Malum hemen bütün dünyada ırkçılıkla mücadele edilse de, hemen her alanda ırkçı davranışlar ortaya çıkabiliyor.

Malum hemen bütün dünyada ırkçılıkla mücadele edilse de, hemen her alanda ırkçı davranışlar ortaya çıkabiliyor. İnsanları artık ortak paydada toplamak zorlaşıyor. İnsanlar ırkçılığı lanetlerken bile ırkçılık yapabiliyor.
Futbolda ırkçılıkla mücadele etmeyi amaçlayan çok sayıda kampanya, girişim ve harekete rağmen, katılım ve çeşitlilik yardım kuruluşu olan Kick It Out'un araştırması, geçen sezonda futbolda ırkçı taciz vakalarının %53 oranında arttığını gösteriyor.
Geçen gece oynanan Şampiyonlar Ligi maçında Paris St-Germain ve İstanbul Başakşehir oyuncuları dördüncü hakemin ırkçı eylemine tepki olarak soyunma odasına gitmeleri takdire şayan bir davranıştı. Kapitalist sektörlere de bir dersti aslında.

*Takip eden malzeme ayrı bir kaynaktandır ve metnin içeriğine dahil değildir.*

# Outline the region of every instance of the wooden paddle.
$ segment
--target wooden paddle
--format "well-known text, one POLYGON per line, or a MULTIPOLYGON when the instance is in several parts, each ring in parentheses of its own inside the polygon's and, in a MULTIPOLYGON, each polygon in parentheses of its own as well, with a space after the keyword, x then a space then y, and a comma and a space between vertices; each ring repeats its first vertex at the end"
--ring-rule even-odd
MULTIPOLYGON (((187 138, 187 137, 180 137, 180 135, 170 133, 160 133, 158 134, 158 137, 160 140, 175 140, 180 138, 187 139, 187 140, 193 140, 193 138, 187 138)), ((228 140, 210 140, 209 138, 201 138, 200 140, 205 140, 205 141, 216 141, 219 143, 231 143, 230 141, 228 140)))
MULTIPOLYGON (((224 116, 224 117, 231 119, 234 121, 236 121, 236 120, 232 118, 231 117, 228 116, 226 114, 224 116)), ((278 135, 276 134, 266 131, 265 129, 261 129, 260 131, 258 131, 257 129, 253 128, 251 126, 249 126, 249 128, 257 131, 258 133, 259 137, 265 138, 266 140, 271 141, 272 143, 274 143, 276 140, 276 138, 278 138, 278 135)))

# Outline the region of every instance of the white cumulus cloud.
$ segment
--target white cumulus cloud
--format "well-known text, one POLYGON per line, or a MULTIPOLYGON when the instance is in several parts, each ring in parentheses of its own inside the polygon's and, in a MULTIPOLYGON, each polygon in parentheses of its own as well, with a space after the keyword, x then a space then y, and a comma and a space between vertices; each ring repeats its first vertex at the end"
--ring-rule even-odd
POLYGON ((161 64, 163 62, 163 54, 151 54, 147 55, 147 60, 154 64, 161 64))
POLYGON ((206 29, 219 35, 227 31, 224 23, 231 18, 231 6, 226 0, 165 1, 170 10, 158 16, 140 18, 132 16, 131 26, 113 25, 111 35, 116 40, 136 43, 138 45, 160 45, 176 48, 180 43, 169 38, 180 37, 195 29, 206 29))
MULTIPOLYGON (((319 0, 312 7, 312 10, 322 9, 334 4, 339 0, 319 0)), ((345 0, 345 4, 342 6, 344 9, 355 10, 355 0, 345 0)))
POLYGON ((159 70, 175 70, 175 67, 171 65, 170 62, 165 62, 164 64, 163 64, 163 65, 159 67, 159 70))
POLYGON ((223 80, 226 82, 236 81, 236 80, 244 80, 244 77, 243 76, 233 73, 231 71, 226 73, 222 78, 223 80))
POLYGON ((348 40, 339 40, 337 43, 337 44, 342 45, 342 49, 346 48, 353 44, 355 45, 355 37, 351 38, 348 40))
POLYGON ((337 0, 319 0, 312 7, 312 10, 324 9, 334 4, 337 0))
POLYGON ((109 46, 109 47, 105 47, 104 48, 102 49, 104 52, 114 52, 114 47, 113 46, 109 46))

İngiliz futbolunun en büyük ırkçılık vakalarından birinde, eski profesyonel futbolcu ve Premier Lig oyuncusu Anton Ferdinand'ın Ekim 2011'de Queens Park Rangers (QPR) ile Chelsea arasında oynanan lig maçında rakip takımın kaptanı Terry’nin ırkçı tacizine maruz kalır. Terry mahkeme tarafından suçsuz bulunur ama UEFA 220 bin pound para cezasına çarptırır. Dört maç da ceza verir.
İngiltere’de Profesyonel Futbolcular Derneği tarafından görevlendirilen ve Kick It Out yardım kuruluşu tarafından desteklenen araştırmada, İngiltere’de Premier Lig Oyuncularının %43’ünün twitter hesaplarından ırkçı tacize uğradıklarını ortaya çıkarır.
Irksal tacizin kurbanı olmak, diğer tüm istismar biçimleri gibi, insanın psikolojik ve duygusal iyilik halini etkilemektedir. Tacizlerin önemli bir kısmında psikolojik danışmanlık veya terapi desteği gerekli olabilmektedir.
Futbolcular, ırkçılığın mesleki ve kişisel yaşamları üzerindeki etkilerinden rahatsızlık duyuyorlar. Psikolojik danışma merkezleri ve poliklinikleri bu konuda futbolculara destek veriyor. Aslında esas sorun kamunun eğitim sistemleri, siyaset, sağlık ve adalet kurumları ırkçılığı destekliyor. Özellikle siyasilerin işlerine geliyor.
Ünlü oyuncular, rol model anlamında ırkçılıkla mücadelede etkili olabiliyorlar. Stanford Üniversitesinin bir çalışmasında Liverpool kulübüne Muhammed Salah’ın gelişi ve başarısı, hem İslamofobi hem de ırkçılıkla mücadelede son derece etkili olmuştur.
Futbol dünyası ırkçılıkla mücadelede en etkili sektörlerden biridir. Hemen bütün ülkelerde siyahi oyuncular başarıdan başarıya koşuyor. Bununla birlikte, az gelişmişlik, holigan tutumlar, takım fanatizmi ırkçılığı hortlatabiliyor.
Türkiye liglerinde top koşturan yüzlerce oyuncu bulunuyor. Amatör futbol kulüplerinde bile top oynuyorlar artık. Hepsi de gurbetçi. Yine milli takım oyuncularının önemli bir kısmı Avrupa ülkelerinin takımlarında oynuyorlar. Memlekette en azından spor camiasında ırkçılıkla ilgili olarak fazla taciz vakalarına rastlanmıyor.
Başakşehir Kulübünün yardımcı antrenörüne yapılan taciz gerçekten çok iyi yönetilmiştir. Özellikle maçın kaldığı yerden tekrarına karar verilmesi UEFA’nın daha önce de olduğu gibi, ırkçılıkla mücadelede ne kadar kararlı olduğunu göstermiştir.
Siyaset kurumunun dışında gelişen olaylar sağduyu ile sonuca bağlanmıştır. Dünyada hemen herkesin futbola ilgisi olduğu hesap edilirse, ırkçılıkla en iyi mücadelenin de bu alanda yapılabileceği unutulmamalıdır.